Tyger River. mixed media. c.1960.

While a student at Converse College, Bramlett studied under August Cook for four years and painted nothing but portraits in oil. She continued to work very realistically until she did graduate work at the Unversity of North Carolina in 1956. After her studies at U.N.C., she created abstract scultpture.

By the time she was involved with the guild, Bramlett sculpted and painted abstractly, which neither fit in well with the academic realism nor the two-dimensional work preferred by the group.

Perhaps as a kind of compromise, in the early work "Tyger River," Bramlett stylized elements from life – river rocks and the reflections of trees on the water – to create a work that could be seen as either "abstract" or "realistic" depending on the viewer's predisposition.

 

 

Betty Jane Bramlett '57
• Charter Member of the AGS

Active in AGS: 1957-61, 1974, 1981-present

EDUCATION:

  • Ed.D. in Curriculum and Instruction from the University of SC (1983)

  • MA in Fine Arts from Columbia University, New York (1959)

  • BA in Fine Arts Converse College (1947)

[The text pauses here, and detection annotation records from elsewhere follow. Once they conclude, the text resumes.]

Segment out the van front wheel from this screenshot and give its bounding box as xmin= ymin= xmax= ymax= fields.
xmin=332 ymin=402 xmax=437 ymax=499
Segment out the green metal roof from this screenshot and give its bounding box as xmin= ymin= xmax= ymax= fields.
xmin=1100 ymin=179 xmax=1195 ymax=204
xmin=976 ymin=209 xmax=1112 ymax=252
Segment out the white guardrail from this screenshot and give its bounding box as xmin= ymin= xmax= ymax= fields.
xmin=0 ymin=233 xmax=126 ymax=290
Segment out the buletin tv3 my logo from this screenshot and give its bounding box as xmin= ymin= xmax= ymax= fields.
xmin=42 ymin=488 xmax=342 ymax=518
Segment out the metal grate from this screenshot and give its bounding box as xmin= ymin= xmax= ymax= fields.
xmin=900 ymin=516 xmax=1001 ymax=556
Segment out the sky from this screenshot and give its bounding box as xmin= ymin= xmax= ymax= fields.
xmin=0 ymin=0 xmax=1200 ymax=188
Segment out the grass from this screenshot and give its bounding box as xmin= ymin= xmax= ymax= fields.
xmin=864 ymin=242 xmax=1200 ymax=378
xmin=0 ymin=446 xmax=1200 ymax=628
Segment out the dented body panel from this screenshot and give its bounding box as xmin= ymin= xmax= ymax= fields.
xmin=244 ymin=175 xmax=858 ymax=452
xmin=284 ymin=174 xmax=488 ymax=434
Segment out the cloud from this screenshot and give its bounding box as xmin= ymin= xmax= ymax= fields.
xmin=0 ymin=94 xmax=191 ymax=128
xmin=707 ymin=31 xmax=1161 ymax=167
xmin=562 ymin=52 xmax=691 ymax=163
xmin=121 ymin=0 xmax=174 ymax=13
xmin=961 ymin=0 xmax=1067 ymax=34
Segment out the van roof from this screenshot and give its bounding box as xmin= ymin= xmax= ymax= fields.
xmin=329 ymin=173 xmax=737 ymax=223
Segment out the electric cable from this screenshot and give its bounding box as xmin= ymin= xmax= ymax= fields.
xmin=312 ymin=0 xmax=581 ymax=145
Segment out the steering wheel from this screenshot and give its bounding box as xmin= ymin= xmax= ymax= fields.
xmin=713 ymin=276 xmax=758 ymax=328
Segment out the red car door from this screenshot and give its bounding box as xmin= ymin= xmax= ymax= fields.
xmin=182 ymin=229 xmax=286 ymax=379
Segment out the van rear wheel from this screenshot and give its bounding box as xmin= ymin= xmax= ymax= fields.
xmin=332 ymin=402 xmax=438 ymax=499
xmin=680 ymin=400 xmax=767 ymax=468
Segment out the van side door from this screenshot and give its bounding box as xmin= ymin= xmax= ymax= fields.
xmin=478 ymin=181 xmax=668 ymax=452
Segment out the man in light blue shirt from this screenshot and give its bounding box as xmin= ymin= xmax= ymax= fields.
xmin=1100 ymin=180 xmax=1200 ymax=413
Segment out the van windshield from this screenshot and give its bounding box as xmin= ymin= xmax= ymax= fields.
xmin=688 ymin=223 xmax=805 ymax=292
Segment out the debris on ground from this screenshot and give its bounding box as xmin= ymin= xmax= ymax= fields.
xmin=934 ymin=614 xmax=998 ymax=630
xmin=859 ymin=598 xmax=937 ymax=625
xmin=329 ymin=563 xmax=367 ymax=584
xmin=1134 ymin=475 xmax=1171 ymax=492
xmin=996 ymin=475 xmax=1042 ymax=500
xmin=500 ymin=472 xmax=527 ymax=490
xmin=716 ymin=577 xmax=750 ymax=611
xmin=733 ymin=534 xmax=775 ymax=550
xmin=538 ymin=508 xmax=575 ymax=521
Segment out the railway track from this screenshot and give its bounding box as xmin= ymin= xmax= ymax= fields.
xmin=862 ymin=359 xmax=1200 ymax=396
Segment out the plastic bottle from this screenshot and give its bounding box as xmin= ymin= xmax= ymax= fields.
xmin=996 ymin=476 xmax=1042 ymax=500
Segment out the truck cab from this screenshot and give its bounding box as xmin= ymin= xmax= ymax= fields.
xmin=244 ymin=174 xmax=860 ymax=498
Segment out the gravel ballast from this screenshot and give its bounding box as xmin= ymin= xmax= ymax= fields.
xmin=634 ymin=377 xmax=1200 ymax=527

  • further graduate work at Furman University, George Washington University; and the University of NC, Chapel Hill, NC

ART RELATED:

  • (1959 to present) professional artist

  • (1963) 1st President of the Art Association when it was created from The Spartanburg Art Club

  • Art Consultant for the Spartanburg City Schools. Started the District 3 Arts Program

  • (1960s - 1999) Coordinator of Fine Arts, Spartanburg County School District No. 7

  • (1970s - present) Who's Who in American Art

  • (1989) Elizabeth O'Neill Verner Award of Outstanding Service in Art Education in Community and State

  • (1997) Converse College Alumnae Award for Career Achievement

ORIGIN:

  • Augusta, GA

  • moved to Charleston

  • father transferred to Spartanburg, SC in 1939

DESCRIPTION OF ARTWORK:

  • The 1960 guild calendar bio stated "Miss Bramlett is adept in both modern and academic painting, and excels in sculpture."

  • “'We were entirely 2-D,' says Bramlett, who smiles as she recalls trying to convince that long-ago jury of her peers that sculpture was 'serious art.'

    She made her case by invoking the name of Michelangelo, but had less success in relaxing the Guild’s early insistence on Realism.

    'It was 1957, it was the South, and abstract art was frowned upon,' says [Mary Ellen] Suitt."

    - from a 2004 interview of Betty Bramlet, Lois Cantrell and Mary Ellen Suitt by Jill Jones for the Spbg. Cnty. Museum of Art.